Output directory of TSS LAPA (lapa_tss –output_dir your_output_dir) looks like:

your_output_dir/
├── tss_clusters.bed
├── raw_tss_clusters.bed
├── counts
│   ├── all_tss_counts_neg.bw
│   ├── all_tss_counts_pos.bw
│   ├── {sample}_tss_counts_neg.bw
│   ├── {sample}_tss_counts_pos.bw
├── coverage
│   ├── all_polyA_coverage_neg.bw
│   ├── all_polyA_coverage_pos.bw
│   ├── {sample}_tss_coverage_neg.bw
│   ├── {sample}_tss_coverage_pos.bw
├── ratio
│   ├── all_polyA_ratio_neg.bw
│   ├── all_polyA_ratio_pos.bw
│   ├── {sample}_tss_ratio_neg.bw
│   ├── {sample}_tss_ratio_pos.bw
├── dataset
│   └── {dataset}.bed
├── raw_sample
│   └── {sample}.bed
├── sample
│   └── {sample}.bed
├── logs
│   ├── final_stats.log
└── ├── progress.log
    └── warnings.log

where tss_clusters.bed is the main output of LAPA and contains TSS clusters with replication rate. Those set of clusters are high confidence set of TSS clusters. TSS cluster .bed file have following format:

Chromosome	Start	End	tss_site	count	Feature	gene_id	tpm	gene_count	usage	annotated_site
chr17	38870035	38870063	38870060	201	five_prime_utr	ENSG00000002834.18	2220.6	252	0.797619	38869858
chr17	38890455	38890456	38890456	24	exon	ENSG00000002834.18	265.15	252	0.0952381	-1
chr17	38918997	38918998	38918998	27	exon	ENSG00000002834.18	298.29	252	0.107143	-1
chr17	48107566	48107599	48107576	13	five_prime_utr	ENSG00000002919.15	143.62	23	0.565217	48107548
chr17	48107764	48107785	48107785	10	five_prime_utr	ENSG00000002919.15	110.48	23	0.434783	48107548

…

Tss clusters can be read by following code as dataframe:

from lapa import read_tss_cluster

df = read_polyA_cluster('your_output_dir/tss_clusters.bed')

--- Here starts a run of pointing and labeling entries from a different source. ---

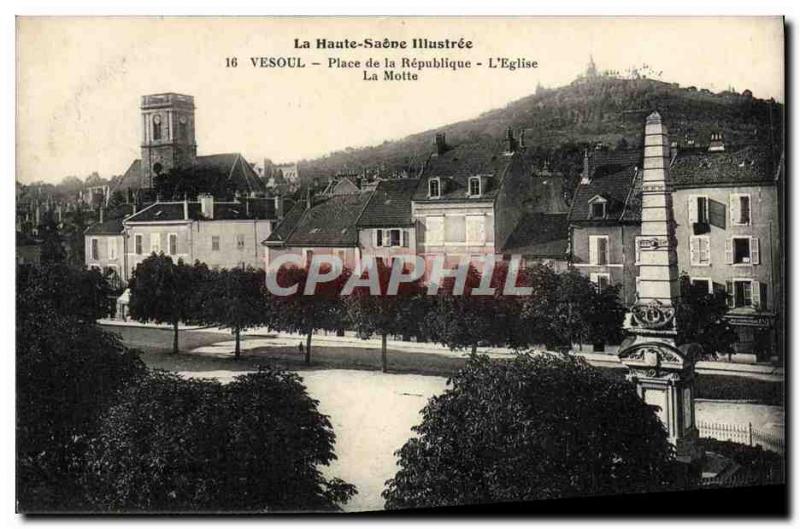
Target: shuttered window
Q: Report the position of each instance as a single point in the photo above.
(700, 250)
(434, 230)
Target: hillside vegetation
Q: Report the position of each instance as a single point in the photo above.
(559, 123)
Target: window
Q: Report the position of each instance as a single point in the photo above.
(434, 230)
(474, 186)
(598, 210)
(740, 209)
(742, 250)
(155, 243)
(702, 285)
(698, 209)
(602, 281)
(394, 237)
(156, 127)
(173, 243)
(598, 249)
(434, 186)
(476, 231)
(744, 293)
(455, 229)
(700, 250)
(390, 238)
(112, 248)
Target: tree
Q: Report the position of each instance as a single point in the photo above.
(177, 445)
(306, 314)
(165, 292)
(52, 243)
(385, 314)
(567, 309)
(532, 428)
(73, 292)
(68, 371)
(470, 319)
(234, 299)
(700, 319)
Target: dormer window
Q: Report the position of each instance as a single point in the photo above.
(598, 207)
(474, 186)
(434, 188)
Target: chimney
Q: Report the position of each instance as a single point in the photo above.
(206, 205)
(585, 177)
(511, 143)
(441, 143)
(716, 145)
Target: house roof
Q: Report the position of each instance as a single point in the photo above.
(112, 225)
(457, 164)
(544, 235)
(390, 204)
(618, 188)
(750, 164)
(108, 227)
(246, 209)
(228, 166)
(330, 222)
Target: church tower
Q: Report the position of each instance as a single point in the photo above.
(168, 139)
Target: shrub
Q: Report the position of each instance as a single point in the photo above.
(536, 427)
(180, 445)
(68, 373)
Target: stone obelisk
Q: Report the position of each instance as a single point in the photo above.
(662, 371)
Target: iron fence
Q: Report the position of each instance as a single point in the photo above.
(742, 433)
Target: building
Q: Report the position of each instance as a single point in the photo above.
(321, 225)
(219, 234)
(542, 233)
(168, 142)
(29, 250)
(469, 200)
(725, 200)
(386, 227)
(605, 219)
(105, 244)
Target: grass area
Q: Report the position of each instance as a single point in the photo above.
(156, 347)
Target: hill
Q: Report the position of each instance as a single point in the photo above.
(559, 123)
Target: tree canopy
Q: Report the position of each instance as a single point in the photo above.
(178, 445)
(531, 428)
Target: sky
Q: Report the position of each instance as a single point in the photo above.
(79, 80)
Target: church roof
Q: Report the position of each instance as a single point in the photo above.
(228, 166)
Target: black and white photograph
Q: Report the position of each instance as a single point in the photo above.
(400, 265)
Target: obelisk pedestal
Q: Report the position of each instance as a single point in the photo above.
(662, 371)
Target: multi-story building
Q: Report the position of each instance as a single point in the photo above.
(727, 225)
(219, 234)
(168, 142)
(605, 219)
(105, 244)
(386, 227)
(320, 226)
(725, 203)
(470, 200)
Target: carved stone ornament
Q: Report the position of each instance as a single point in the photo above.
(653, 315)
(651, 356)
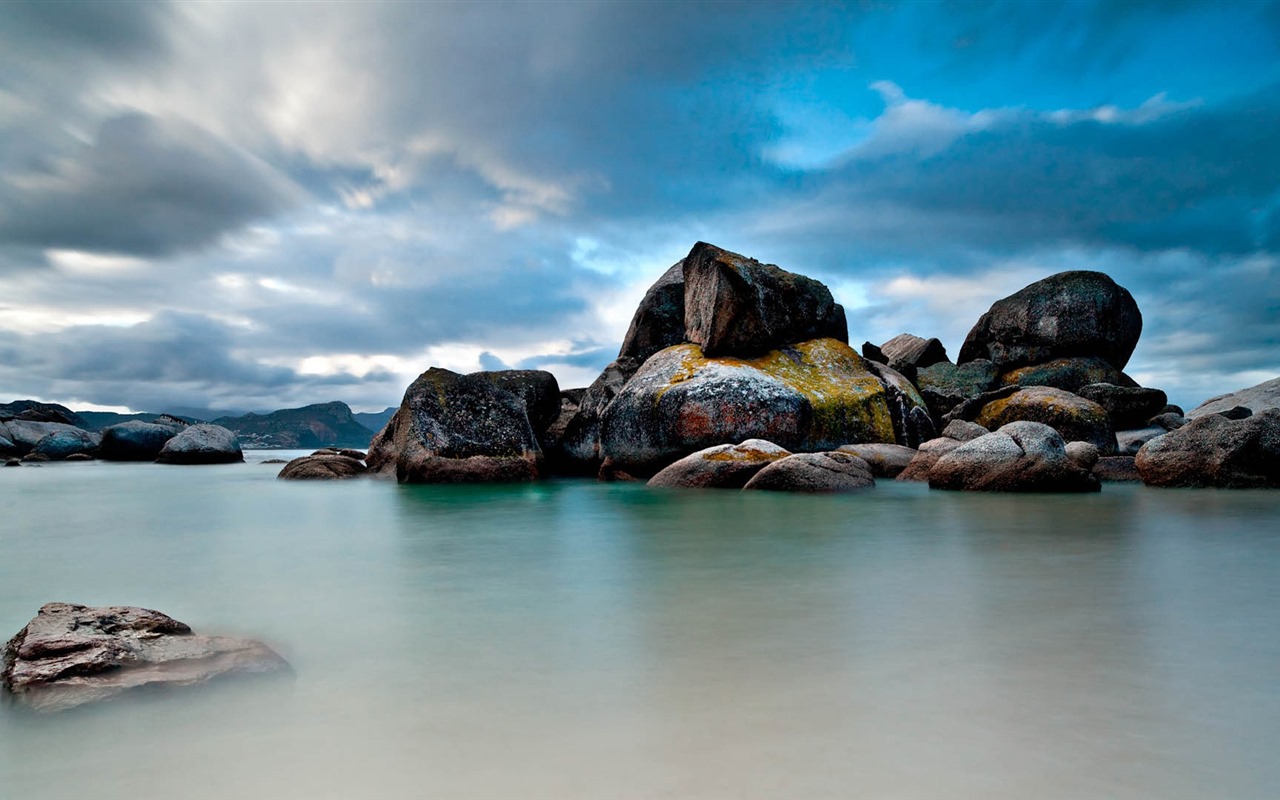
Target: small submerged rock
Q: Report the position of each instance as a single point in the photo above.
(69, 656)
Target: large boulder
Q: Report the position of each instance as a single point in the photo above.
(1073, 416)
(323, 466)
(1065, 315)
(909, 351)
(135, 440)
(539, 391)
(725, 466)
(814, 474)
(577, 451)
(1068, 374)
(1128, 406)
(1255, 398)
(202, 443)
(810, 397)
(659, 320)
(455, 428)
(62, 443)
(1214, 451)
(26, 434)
(945, 385)
(736, 306)
(69, 656)
(1018, 457)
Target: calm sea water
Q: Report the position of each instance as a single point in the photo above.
(572, 639)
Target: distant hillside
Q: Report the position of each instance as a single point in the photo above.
(378, 420)
(310, 426)
(97, 420)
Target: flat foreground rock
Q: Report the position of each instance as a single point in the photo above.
(69, 656)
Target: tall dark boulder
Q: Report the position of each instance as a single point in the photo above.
(1065, 315)
(659, 320)
(456, 428)
(736, 306)
(539, 391)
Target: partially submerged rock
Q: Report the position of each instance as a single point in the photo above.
(883, 460)
(725, 466)
(136, 440)
(202, 443)
(323, 466)
(1065, 315)
(69, 656)
(1018, 457)
(814, 474)
(810, 397)
(1214, 451)
(736, 306)
(456, 428)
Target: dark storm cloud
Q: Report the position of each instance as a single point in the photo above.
(145, 187)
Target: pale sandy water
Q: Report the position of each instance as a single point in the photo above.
(572, 639)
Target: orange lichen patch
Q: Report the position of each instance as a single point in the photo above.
(848, 401)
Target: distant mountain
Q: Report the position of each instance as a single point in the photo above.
(310, 426)
(376, 420)
(97, 420)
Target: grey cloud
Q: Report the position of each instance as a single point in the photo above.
(144, 187)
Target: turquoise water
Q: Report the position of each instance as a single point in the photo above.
(574, 639)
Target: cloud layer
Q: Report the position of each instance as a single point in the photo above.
(251, 206)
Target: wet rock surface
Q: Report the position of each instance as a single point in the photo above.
(814, 474)
(1019, 457)
(1215, 451)
(725, 466)
(69, 656)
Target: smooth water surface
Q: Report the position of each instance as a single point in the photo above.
(574, 639)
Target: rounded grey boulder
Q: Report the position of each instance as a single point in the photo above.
(814, 474)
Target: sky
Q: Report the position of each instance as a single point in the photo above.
(260, 205)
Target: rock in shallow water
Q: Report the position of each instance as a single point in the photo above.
(69, 656)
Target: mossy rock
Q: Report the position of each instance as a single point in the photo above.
(813, 396)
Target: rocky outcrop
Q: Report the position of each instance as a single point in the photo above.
(1214, 451)
(1018, 457)
(577, 449)
(1073, 416)
(946, 385)
(1061, 316)
(910, 352)
(69, 656)
(883, 460)
(814, 474)
(136, 440)
(1116, 470)
(1255, 398)
(539, 391)
(323, 466)
(1066, 374)
(456, 428)
(736, 306)
(201, 443)
(1127, 406)
(59, 444)
(814, 396)
(912, 420)
(725, 466)
(659, 320)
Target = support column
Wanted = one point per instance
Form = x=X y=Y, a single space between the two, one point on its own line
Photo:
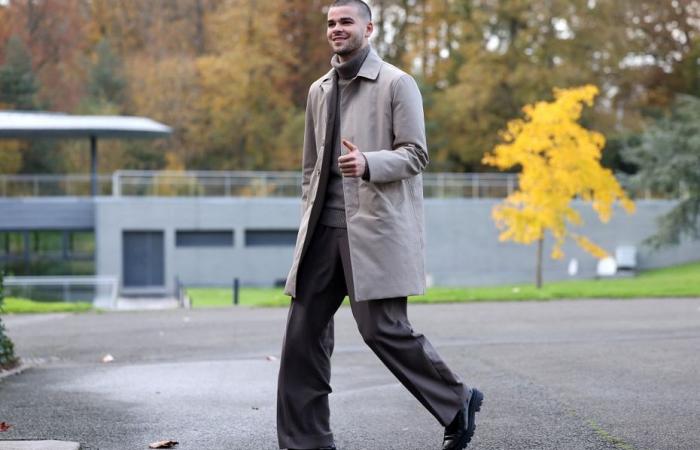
x=94 y=188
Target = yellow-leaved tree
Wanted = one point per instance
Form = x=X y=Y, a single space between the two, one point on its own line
x=560 y=161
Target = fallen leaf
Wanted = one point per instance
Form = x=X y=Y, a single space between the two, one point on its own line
x=163 y=444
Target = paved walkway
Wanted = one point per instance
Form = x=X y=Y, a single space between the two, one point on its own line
x=557 y=375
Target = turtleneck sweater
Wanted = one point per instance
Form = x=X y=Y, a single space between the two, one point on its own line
x=333 y=214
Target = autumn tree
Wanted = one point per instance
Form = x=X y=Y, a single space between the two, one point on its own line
x=667 y=158
x=18 y=83
x=560 y=162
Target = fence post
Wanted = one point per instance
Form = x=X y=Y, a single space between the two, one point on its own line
x=236 y=286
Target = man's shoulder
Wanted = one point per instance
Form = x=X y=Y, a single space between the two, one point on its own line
x=316 y=85
x=392 y=73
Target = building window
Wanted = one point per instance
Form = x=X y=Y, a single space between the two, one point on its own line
x=81 y=243
x=204 y=238
x=46 y=244
x=47 y=252
x=273 y=238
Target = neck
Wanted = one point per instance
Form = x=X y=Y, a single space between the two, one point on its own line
x=350 y=65
x=349 y=56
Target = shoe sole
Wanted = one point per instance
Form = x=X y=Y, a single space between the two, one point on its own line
x=474 y=407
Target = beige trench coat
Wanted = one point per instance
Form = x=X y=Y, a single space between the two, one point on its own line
x=382 y=113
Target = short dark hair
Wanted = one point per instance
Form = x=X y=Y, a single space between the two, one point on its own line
x=362 y=6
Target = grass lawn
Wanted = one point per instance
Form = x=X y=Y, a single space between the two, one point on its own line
x=677 y=281
x=13 y=305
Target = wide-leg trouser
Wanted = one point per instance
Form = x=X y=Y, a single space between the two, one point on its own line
x=324 y=278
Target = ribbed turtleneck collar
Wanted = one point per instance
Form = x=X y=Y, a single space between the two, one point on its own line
x=349 y=69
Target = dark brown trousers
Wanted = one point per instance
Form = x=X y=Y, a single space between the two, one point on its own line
x=303 y=415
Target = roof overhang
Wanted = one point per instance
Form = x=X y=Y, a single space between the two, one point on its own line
x=35 y=125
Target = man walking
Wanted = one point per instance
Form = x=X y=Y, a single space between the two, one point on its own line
x=361 y=235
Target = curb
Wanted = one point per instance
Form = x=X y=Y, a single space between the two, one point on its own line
x=21 y=367
x=39 y=445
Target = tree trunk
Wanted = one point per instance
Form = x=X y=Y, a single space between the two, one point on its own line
x=538 y=275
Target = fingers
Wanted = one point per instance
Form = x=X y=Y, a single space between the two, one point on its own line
x=352 y=164
x=349 y=145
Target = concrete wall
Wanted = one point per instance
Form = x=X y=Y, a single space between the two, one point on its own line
x=462 y=241
x=463 y=246
x=192 y=265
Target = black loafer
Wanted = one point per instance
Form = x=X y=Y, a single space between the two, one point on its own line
x=461 y=430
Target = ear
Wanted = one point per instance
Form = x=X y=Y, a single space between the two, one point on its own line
x=369 y=29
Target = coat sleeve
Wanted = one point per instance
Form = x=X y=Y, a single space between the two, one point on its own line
x=409 y=155
x=309 y=154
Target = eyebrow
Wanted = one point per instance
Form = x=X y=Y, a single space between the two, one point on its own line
x=341 y=19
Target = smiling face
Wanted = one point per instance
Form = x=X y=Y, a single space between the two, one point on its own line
x=348 y=31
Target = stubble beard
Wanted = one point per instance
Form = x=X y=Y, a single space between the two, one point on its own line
x=352 y=45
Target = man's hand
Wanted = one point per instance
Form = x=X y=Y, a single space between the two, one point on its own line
x=353 y=163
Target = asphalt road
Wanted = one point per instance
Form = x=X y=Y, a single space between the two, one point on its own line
x=591 y=374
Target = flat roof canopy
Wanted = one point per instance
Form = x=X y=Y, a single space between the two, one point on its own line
x=34 y=125
x=39 y=124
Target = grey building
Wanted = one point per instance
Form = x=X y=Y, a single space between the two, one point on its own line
x=149 y=241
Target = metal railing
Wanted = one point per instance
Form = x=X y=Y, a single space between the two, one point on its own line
x=288 y=184
x=140 y=183
x=52 y=185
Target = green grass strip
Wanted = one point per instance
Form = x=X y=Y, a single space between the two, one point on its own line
x=15 y=305
x=677 y=281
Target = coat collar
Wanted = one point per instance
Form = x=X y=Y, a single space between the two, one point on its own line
x=370 y=70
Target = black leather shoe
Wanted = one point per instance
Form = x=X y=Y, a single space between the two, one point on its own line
x=461 y=430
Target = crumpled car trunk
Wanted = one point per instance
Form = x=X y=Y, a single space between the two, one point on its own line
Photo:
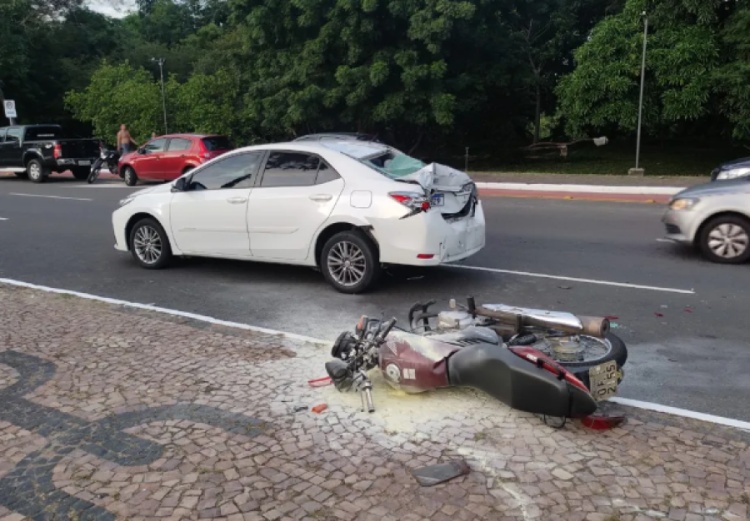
x=451 y=191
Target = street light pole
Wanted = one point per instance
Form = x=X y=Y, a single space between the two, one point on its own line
x=2 y=102
x=161 y=61
x=640 y=101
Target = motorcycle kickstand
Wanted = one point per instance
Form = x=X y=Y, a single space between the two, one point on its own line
x=367 y=403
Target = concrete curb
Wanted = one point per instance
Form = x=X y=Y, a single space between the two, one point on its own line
x=588 y=189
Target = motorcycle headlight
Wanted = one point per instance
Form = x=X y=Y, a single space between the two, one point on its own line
x=734 y=173
x=685 y=203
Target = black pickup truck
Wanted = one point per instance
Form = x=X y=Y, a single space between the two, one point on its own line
x=36 y=151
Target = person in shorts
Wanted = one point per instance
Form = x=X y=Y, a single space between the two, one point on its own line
x=125 y=141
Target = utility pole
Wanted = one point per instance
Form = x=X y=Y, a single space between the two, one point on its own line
x=637 y=170
x=2 y=102
x=161 y=61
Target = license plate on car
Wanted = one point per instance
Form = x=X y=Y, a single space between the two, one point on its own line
x=603 y=379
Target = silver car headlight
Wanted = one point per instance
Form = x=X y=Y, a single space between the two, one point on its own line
x=127 y=200
x=683 y=203
x=734 y=173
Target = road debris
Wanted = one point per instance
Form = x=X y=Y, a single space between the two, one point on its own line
x=435 y=474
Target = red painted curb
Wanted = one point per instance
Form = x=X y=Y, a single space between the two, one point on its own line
x=577 y=196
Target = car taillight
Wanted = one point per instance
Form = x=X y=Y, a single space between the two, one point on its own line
x=411 y=200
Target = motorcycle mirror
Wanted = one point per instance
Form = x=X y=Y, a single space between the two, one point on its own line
x=180 y=185
x=361 y=324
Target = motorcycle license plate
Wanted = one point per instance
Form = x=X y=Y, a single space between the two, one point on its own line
x=603 y=379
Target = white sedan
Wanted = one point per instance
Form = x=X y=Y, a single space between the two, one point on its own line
x=348 y=208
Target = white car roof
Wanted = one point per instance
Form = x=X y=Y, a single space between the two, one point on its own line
x=355 y=149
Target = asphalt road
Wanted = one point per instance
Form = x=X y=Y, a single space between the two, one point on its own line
x=683 y=321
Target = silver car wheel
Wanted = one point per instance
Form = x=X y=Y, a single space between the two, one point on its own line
x=35 y=171
x=147 y=244
x=728 y=241
x=347 y=263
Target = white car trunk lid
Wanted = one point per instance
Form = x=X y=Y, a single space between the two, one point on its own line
x=449 y=189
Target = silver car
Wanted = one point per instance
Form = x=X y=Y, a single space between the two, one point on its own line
x=713 y=217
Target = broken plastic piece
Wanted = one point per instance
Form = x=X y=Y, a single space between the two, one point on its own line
x=440 y=473
x=320 y=382
x=602 y=423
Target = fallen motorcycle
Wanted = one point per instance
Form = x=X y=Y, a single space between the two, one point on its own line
x=583 y=345
x=467 y=350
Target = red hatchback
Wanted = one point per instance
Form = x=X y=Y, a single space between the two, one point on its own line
x=166 y=158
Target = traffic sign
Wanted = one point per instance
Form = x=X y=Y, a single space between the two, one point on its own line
x=10 y=109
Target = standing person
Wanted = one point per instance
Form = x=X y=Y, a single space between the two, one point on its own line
x=124 y=140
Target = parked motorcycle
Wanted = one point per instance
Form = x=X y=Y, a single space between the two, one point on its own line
x=472 y=355
x=583 y=345
x=107 y=156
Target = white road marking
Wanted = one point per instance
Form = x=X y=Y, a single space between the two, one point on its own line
x=675 y=411
x=709 y=418
x=575 y=279
x=52 y=197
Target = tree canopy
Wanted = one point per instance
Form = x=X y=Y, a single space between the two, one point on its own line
x=438 y=73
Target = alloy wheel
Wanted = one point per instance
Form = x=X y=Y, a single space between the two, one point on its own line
x=147 y=244
x=347 y=263
x=728 y=241
x=35 y=171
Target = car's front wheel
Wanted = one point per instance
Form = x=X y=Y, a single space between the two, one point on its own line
x=726 y=240
x=149 y=244
x=349 y=262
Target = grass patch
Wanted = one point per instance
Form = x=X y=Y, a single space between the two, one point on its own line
x=616 y=160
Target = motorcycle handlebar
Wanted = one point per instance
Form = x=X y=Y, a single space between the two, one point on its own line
x=593 y=326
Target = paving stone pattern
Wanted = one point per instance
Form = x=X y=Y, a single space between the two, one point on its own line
x=108 y=413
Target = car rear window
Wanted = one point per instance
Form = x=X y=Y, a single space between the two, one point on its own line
x=39 y=133
x=217 y=143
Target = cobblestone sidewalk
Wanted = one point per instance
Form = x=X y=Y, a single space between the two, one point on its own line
x=107 y=413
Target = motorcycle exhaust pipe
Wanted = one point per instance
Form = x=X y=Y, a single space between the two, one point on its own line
x=583 y=325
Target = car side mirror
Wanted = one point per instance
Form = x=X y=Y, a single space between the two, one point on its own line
x=181 y=185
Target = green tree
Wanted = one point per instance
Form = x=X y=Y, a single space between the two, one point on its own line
x=684 y=56
x=119 y=94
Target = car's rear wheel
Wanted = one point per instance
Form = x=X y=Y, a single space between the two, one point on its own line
x=131 y=179
x=726 y=240
x=149 y=244
x=349 y=262
x=36 y=171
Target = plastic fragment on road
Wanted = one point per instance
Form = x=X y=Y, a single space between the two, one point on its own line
x=320 y=382
x=602 y=423
x=435 y=474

This cluster .bed file and all other cluster .bed files have following columns:

Chromosome: Chromosome of the tss cluster.
Start: Start position of tss cluster.
End: End position of tss cluster.
tss_site: Exact tss site (peak) of the cluster.
count: number of reads supporting to cluster (ending in cluster).
Strand: Strand of the tss cluster.
Feature: Genomics feature overlapping with the cluster (obtained from GTF file).
gene_id: The gene containing the tss clusters.
tpm: TPM of the cluster calculated by $count / sum(count) * 1,000,000$.
gene_count: Total number reads in all the clusters of this gene calculated by $sum(count_i)$ where $i in gene$.
usage: Percentage use of specific tss clusters of the gene calculated by $count / gene_count$
annotated_site: End position of the 5’ UTR based on the GTF if tss cluster located in 5’ UTR.

raw_tss_clusters.bed contains the all the TSS clusters detected by LAPA but not filtered for replication.

For the details of the other files see [the documentation of Poly(A) clusters](#poly(A)-clusters). File structure and content of the files are same with TSS clusters.